Scripting
Unusually for a sitcom, the show was topical, and was usually written and filmed in the week before broadcast. The writers commented that this made for a very natural style of acting. In most offices people normally converse while looking at monitors, clipboards or newspaper crosswords; the cast of the show reproduced this while actually cribbing their lines. Typically, the last scene was filmed either the day before or sometimes on the day of broadcast, and episodes concluded with audio-only dialogue or (in later seasons) an additional scene during the credits, which would usually involve topical references. The most frantic rewrite is said to have occurred when, on the day of filming, British media mogul Robert Maxwell drowned. (As the writers said in a later episode, “We don’t want to go overboard with the story.”) A number of politicians including Neil Kinnock and Ken Livingstone made guest appearances.
The humour, like that in a real newsroom, was often very black, as the writers did not shy away from sensitive subjects. A typical line (from Henry): “The ‘Troubles’ in Northern Ireland. What a bloody stupid phrase. What do they think two thousand people have died from? Stress?” The view of relationships in the programme is also very bleak: all the main characters have very unstable romantic lives, with no-one being happily married.

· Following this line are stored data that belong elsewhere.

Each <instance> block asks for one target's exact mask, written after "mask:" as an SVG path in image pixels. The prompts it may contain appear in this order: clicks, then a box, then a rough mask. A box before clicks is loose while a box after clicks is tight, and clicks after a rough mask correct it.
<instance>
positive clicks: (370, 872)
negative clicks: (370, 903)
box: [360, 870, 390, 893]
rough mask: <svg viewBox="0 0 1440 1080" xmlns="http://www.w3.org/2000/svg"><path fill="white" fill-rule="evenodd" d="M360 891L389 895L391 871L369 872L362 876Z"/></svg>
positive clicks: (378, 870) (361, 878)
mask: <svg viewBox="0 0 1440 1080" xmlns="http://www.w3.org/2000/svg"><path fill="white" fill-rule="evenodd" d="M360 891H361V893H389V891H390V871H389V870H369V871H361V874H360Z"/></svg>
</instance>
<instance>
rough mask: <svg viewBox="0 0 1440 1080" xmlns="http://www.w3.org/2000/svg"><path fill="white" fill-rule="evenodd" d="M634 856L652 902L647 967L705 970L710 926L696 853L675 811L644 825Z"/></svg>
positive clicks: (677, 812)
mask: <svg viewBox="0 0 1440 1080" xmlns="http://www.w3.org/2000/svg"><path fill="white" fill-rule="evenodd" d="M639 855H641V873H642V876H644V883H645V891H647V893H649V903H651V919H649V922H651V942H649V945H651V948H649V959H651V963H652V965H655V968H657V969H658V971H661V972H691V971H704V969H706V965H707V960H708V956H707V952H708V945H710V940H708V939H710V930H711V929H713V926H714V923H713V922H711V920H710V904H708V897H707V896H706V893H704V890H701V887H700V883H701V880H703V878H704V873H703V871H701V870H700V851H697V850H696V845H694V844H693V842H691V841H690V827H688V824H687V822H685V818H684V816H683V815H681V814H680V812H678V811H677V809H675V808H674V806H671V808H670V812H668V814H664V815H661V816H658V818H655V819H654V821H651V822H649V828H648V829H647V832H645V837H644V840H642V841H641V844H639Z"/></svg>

The series ended with GlobeLink being closed down, with Series 6 being spent with the main characters trying to plan their futures elsewhere (largely unsuccessfully). The format for the final series differed slightly from the previous five. As well as being shorter (seven episodes), far less emphasis was placed on the news than before (both in terms of topical references and stories covered in the newsroom). Instead, much of the focus was on where the main characters would be once GlobeLink closed, after an announcement in the second episode of the series. Several minor characters appeared over the course of a few episodes in the final series, whereas most previously had only been in single episodes.
The ending contradicted the already thoroughly contradicted novel Drop The Dead Donkey 2000 by Hamilton and Alistair Beaton (1994) ISBN 0-316-91236-0, in which the company is almost destroyed in a bomb blast at the turn of the millennium.